Portanto, considerando verdadeiramente o que significa assumir essas posturas profética, faremos a experiência do que significa  compaixão pelos que mais sofrem. A primeira atitude é a atitude do discipulado, ou seja, o discípulo é aquele que na postura de ouvinte da Palavra tem um encontro pessoal com o seu Mestre. É aquele que se deixa orientar, colocando-se aos pés do Senhor. E sai deste encontro transformado e comprometido com o projeto misericordioso do Amor de Deus. A segunda atitude não se trata somente de privar-se de algo supérfluo, pois, como o Papa mesmo nos lembra, não seria válido um despojamento sem a dimensão penitencial. O jejum seria uma oportunidade de participarmos do sofrimento e das necessidades do outro, ou seja, “à imitação do nosso Mestre, nós, cristãos, somos chamados a ver as misérias dos irmãos, a tocá-las, a ocupar-nos delas e a trabalhar concretamente para as aliviar. A miséria não coincide com a pobreza; a miséria é a pobreza sem confiança, sem solidariedade, sem esperança”. Compreender e se comprometer com tal postura é jejuar de verdade!  A terceira atitude é a da caridade. É importante lembrar que a caridade é a partilha do amor recebido de Jesus, o Filho Eterno de Deus Pai. "Ele sendo rico se fez pobre por nós". Neste ponto não estamos falando apenas da necessidade material que muitos de nossos irmãos e irmãs sofrem, mas sim a outros tipos de pobreza. Por isso é que podemos dize que: “A pobreza de Cristo, que nos enriquece, é Ele fazer-Se carne, tomar sobre Si as nossas fraquezas, os nossos pecados, comunicando-nos a misericórdia infinita de Deus. A pobreza de Cristo é a
maior riqueza: Jesus é rico de confiança ilimitada em Deus Pai, confiando-Se a Ele em todo o momento, procurando sempre e apenas a sua vontade e a sua glória”. Assumir tal postura é vivenciar o sentido da Caridade!

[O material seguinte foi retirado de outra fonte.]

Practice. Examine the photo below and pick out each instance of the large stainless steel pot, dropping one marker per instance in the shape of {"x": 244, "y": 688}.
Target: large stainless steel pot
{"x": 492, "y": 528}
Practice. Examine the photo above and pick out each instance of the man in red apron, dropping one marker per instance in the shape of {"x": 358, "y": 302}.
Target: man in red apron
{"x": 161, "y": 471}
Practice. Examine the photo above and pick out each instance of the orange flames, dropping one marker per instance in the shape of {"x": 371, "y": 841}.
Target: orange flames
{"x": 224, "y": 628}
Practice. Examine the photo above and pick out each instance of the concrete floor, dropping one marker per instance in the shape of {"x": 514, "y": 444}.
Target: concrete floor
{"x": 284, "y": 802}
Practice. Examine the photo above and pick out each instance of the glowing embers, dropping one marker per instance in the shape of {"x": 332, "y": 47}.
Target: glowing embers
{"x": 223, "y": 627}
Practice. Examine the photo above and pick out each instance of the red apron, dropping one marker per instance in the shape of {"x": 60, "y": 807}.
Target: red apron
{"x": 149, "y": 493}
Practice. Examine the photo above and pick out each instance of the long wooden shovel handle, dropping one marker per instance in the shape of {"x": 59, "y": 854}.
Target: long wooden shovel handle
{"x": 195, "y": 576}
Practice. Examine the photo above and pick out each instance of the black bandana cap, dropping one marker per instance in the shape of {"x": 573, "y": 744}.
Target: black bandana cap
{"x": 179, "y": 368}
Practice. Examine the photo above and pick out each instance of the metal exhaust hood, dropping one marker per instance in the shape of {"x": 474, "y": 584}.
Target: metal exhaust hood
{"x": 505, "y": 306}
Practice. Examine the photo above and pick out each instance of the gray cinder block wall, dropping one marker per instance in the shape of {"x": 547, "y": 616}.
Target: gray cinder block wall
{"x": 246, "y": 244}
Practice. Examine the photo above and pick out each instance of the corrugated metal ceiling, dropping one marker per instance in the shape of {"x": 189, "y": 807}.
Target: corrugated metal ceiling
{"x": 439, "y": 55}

A  Caridade nos levará a um comprometimento com a miséria de nossos irmãos e irmãs. Em sua mensagem para a Quaresma, o Papa Francisco nos aponta três realidades de Miséria: material, a moral e a espiritual. Ao se referir a miséria material, o Pontífice nos lembra que: “Perante esta miséria, a Igreja oferece o seu serviço, a sua diakonia, para ir ao encontro das necessidades e curar estas chagas que deturpam o rosto da humanidade. Nos pobres e nos últimos, vemos o rosto de Cristo; amando e ajudando os pobres, amamos e servimos Cristo. O nosso compromisso orienta-se também para fazer com que cessem no mundo as violações da dignidade humana, as discriminações e os abusos, que, em muitos casos, estão na origem da miséria”.
Sobre a miséria moral e espiritual, ele aponta que: “esta forma de miséria, que é causa também de ruína econômica, anda sempre associada com a miséria espiritual, que nos atinge quando nos afastamos de Deus e recusamos o seu amor. Se julgamos não ter necessidade de Deus, que em Cristo nos dá a mão, porque nos consideramos auto-suficientes, vamos a caminho da falência. O único que verdadeiramente salva e liberta é Deus. O Evangelho é o verdadeiro antídoto contra a miséria espiritual”. Neste sentido somos alertados de que a verdadeira libertação nos provêm de Deus.

Portanto, configurando a nossa vida a de Jesus, apesar de nossa pobreza, poderemos enriquecer a tantos irmãos e irmãs que perderam a esperança ou que não tiveram a oportunidade de fazer um encontro pessoal com este Deus que é Misericordioso, Bondoso e Amoroso. Somente unidos a Jesus, poderemos abrir novas vias de evangelização e promoção humana. Que o Bom Jesus nos ajude a celebrarmos o Mistério Pascal onde se expressa para nós a lógica do amor,  a lógica da encarnação, a lógica da cruz, a lógica do serviço e por que não a lógica de Deus!